Advertisement

Matt Smith, right, bought Reedville Marine Railway in April from George M. Butler, left. The railway and wooden boatbuilding operation was in the Butler family for 106 years. Photo: Larry Chowning

Historic Reedville Railway Sold after 115 Years in Same Family

Reedville Marine Railway in Reedville, Va., has been owned by the Butler family for 115 years. The three-generation stint came to an end in April when George M. Butler, 69, sold the railway to another steward of old wooden boats. The new buyer, Matt Smith, plans to use the railway to haul his own collection of wooden boats and keep it as a piece of Reedville history.

Butler’s grandfather Samuel Butler and Joseph Davis purchased the railway in 1906 from Isaac Bailey who had opened Bailey’s Railway on Cockrell Creek in the early 1890s. Its unique history is detailed in our July 2018 story “A Life Measured in Skiffs”.

Samuel bought Davis out sometime in the mid-1920s and then Samuel and his son George P. Butler ran the yard. George P.’s first job at the yard as a boy was to fire up the boiler to the steam engine that powered the planer and band saw.

Samuel died in 1933 and George P. took over the yard. He built boats and operated the railway until his death in 1976 when George M. took over ownership and operations. Over the years, George M.’s reputation for working with wood on all types of bay boats has become legendary.

“It was just time,” says Butler when ask about selling the railway. “I guess you could say it is about retirement but a boatbuilder never retires.”
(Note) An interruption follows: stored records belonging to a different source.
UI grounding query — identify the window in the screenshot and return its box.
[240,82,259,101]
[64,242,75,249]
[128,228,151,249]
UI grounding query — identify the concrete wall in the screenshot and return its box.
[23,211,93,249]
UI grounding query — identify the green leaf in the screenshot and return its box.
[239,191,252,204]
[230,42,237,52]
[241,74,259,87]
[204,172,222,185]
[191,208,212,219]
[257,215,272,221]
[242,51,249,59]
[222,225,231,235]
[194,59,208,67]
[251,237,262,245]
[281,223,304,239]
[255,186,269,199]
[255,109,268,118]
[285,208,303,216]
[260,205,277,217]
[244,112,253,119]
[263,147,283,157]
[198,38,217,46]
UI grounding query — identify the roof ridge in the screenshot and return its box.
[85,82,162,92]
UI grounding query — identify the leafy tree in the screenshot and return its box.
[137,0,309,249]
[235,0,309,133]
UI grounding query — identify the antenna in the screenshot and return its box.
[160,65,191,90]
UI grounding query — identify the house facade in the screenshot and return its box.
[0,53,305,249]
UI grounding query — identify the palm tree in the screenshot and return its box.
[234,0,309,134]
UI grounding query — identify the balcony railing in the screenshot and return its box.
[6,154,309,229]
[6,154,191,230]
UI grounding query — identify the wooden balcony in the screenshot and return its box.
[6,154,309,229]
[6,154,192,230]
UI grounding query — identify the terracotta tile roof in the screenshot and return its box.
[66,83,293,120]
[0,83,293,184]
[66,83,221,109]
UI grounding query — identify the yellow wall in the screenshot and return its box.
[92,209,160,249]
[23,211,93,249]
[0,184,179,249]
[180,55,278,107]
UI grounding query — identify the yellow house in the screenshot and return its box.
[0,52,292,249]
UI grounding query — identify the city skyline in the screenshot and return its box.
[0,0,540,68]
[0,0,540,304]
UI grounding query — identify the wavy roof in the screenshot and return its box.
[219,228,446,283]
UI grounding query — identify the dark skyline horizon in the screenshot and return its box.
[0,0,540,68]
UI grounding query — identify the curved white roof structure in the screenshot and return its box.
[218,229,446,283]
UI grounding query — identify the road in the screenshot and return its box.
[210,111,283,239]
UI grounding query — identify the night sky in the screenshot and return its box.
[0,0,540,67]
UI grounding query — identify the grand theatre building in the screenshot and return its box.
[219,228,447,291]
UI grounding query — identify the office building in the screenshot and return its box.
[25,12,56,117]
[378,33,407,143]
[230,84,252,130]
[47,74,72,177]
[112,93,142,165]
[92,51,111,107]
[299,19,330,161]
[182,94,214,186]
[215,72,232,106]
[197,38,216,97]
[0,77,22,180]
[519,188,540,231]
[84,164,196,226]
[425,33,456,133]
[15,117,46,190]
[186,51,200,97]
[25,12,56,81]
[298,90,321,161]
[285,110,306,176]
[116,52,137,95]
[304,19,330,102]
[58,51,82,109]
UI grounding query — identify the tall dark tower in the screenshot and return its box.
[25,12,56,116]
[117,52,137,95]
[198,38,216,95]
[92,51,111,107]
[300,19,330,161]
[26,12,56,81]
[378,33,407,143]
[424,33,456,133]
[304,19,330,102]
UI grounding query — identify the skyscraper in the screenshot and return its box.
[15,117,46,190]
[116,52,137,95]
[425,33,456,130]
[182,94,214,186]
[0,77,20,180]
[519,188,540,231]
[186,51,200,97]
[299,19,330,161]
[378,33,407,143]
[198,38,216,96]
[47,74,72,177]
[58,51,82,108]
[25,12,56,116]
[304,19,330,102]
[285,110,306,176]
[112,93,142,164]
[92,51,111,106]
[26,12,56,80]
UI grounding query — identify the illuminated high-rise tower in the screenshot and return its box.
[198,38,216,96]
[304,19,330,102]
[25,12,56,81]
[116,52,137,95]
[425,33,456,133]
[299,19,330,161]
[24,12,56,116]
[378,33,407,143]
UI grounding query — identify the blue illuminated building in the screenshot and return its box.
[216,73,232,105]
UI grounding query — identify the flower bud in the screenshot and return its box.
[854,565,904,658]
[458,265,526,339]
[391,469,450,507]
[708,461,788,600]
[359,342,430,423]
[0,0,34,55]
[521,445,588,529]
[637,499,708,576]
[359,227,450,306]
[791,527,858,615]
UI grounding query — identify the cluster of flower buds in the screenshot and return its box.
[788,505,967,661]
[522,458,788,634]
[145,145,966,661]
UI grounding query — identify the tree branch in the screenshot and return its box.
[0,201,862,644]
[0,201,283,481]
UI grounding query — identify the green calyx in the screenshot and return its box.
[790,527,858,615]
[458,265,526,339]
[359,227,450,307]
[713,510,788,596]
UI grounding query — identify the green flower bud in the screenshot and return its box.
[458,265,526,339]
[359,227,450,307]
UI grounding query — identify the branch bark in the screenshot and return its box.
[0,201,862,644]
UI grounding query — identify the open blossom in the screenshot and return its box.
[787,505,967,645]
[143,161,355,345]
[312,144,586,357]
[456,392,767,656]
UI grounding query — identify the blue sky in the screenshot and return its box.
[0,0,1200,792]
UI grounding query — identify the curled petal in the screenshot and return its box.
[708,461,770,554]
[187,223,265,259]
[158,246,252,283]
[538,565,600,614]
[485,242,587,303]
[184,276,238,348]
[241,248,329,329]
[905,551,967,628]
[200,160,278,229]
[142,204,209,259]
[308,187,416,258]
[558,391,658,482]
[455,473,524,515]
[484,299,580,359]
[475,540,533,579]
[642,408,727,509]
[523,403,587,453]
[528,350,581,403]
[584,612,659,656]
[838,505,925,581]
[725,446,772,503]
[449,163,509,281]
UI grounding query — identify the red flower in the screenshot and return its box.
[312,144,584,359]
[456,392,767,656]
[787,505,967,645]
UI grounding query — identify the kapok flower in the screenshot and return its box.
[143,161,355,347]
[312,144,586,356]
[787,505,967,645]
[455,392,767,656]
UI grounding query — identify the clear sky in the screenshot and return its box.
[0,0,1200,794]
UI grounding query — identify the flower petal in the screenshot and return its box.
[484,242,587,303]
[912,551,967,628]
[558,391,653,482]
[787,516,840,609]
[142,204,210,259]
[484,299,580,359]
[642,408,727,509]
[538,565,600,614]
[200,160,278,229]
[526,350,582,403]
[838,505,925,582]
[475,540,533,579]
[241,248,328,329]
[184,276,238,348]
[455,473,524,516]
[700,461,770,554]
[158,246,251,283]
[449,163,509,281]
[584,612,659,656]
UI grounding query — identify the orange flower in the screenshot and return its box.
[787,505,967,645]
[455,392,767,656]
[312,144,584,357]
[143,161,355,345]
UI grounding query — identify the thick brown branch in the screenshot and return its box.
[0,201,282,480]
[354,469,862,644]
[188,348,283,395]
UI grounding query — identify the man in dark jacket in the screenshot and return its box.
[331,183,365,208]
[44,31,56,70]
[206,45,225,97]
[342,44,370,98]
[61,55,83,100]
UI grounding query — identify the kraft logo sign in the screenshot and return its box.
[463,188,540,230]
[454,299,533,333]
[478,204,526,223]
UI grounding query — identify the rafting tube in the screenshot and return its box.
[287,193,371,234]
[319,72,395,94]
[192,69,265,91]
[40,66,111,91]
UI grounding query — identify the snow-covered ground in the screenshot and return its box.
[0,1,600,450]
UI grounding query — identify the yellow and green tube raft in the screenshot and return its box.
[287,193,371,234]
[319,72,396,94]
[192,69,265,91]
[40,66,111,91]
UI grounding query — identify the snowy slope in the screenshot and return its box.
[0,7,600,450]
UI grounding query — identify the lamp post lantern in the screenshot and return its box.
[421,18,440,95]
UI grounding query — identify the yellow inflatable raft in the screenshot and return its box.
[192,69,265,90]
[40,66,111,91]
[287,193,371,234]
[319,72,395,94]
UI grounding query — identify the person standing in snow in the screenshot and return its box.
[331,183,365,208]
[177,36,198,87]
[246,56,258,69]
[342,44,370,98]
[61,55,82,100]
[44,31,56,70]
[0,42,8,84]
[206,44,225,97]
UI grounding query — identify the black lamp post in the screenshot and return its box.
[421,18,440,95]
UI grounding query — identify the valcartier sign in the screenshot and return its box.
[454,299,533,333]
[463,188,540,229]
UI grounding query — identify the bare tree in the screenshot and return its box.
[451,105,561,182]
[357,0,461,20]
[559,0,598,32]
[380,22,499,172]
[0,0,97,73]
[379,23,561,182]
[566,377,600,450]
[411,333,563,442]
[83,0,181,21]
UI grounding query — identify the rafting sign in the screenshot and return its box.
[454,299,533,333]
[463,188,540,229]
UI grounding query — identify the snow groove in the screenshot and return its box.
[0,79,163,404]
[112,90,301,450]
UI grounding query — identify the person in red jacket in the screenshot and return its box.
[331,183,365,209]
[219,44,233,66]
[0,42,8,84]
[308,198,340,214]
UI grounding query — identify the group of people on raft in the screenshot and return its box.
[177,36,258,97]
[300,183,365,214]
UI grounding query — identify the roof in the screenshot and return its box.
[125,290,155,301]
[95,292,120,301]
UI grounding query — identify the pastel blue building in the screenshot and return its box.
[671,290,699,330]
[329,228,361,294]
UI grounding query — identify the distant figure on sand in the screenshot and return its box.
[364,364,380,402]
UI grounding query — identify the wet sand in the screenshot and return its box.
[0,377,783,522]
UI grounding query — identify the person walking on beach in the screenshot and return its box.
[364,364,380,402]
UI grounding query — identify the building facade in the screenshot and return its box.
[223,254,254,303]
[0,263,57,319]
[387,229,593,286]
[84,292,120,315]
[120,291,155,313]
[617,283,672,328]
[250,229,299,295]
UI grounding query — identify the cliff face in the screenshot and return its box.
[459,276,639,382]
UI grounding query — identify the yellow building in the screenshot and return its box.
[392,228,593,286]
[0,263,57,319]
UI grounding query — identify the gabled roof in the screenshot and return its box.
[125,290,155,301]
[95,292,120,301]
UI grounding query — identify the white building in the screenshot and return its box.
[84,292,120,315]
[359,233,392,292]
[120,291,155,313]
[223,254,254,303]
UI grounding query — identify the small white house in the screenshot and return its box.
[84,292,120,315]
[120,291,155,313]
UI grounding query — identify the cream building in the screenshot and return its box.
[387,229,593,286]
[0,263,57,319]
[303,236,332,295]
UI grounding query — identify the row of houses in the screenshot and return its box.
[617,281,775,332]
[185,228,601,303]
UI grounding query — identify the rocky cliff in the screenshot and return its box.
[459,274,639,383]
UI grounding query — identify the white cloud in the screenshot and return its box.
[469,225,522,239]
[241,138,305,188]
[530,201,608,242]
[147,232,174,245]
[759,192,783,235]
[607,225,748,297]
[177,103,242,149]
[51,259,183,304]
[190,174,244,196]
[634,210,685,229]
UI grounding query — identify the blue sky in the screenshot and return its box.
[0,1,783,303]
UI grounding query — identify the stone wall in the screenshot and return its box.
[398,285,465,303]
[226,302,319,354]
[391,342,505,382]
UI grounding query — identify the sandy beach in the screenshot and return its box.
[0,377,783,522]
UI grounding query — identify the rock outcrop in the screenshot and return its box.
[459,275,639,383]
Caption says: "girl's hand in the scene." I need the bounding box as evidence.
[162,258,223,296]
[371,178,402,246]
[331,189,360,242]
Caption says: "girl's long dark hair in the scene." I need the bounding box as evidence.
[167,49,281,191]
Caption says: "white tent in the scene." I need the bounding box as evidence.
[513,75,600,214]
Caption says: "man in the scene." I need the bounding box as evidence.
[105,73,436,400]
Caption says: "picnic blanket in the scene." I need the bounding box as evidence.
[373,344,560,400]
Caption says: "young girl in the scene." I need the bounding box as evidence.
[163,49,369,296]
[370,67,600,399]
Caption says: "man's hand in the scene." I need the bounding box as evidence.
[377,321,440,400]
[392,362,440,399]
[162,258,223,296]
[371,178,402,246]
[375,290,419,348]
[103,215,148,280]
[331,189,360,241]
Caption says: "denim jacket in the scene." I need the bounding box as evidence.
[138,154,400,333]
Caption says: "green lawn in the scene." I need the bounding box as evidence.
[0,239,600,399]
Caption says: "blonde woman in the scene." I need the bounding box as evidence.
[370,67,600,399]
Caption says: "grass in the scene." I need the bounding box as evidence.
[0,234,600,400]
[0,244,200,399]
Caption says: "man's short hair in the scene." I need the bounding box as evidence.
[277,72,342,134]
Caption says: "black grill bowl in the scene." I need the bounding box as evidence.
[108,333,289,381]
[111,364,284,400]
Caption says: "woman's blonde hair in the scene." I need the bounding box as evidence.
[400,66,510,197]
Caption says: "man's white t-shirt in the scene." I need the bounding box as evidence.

In the next breath, Butler says he was having poles set in his yard at his home to install a boat-lift for hauling small boats to do bottom work. He also had the 40-foot Iris Marie, a 39′ 6″ x 12′ 4 1/2″ x 4′ 6″ deadrise wooden boat he built in 2003 at his home dock on Cockrell Creek in for some top work repair.

“I feel relieved to have the railway off my shoulders but boatbuilding and boat work is what I do and I’m not going to
give that up.”

Butler has a small boat shop at his home in Reedville where he can work on small boats and continue to build “Butler Skiffs”. He has a 1950 Chris-Craft runabout stored away that he has been talking about restoring for years and that’s in his plans, he says.

A lover of classic boats himself, Smith trades under the name of “WoodyBoater” whose website promotes “restoration and preservation” of classic wooden boats. He says he purchased the railway for personal use to maintain his own boats; to provide hauling accommodation for classic pleasure and work boats; and to preserve a classic railway.

“A railway is an important part of the wooden boat culture,” says Smith. “I’m not going to run this as a professional boat shop. I’m just a caretaker for the next generation of wooden boaters. I’m keeping it as the treasure it is. I’m going to clean it up and preserve it,” he says.

Smith’s wife Suzy has her own ties to the Reedville boatbuilding tradition. Her grandfather Claude Bray was one of three brothers, Raymond and Wilson Bray, who were all well-known boat carpenters in the area. The couple own a 40-foot tug style trawler named Sweet Pea built in 1968 at Rice’s Marine Railway near Reedville.

“Suzy’s grandfather, Claude, worked at the yard in 1968 and helped build Sweet Pea,” says Smith. “When she
found out it was for sale and that her grandfather helped build it, we had to have it.”

At the railway in May, Butler and Smith met for an interview.

“I think I can find some more boats around that the Brays (Suzy’s grandfather and great uncles) built,” says Butler. Smith says, “Well if you find one, I’ve got a place to work on it now.”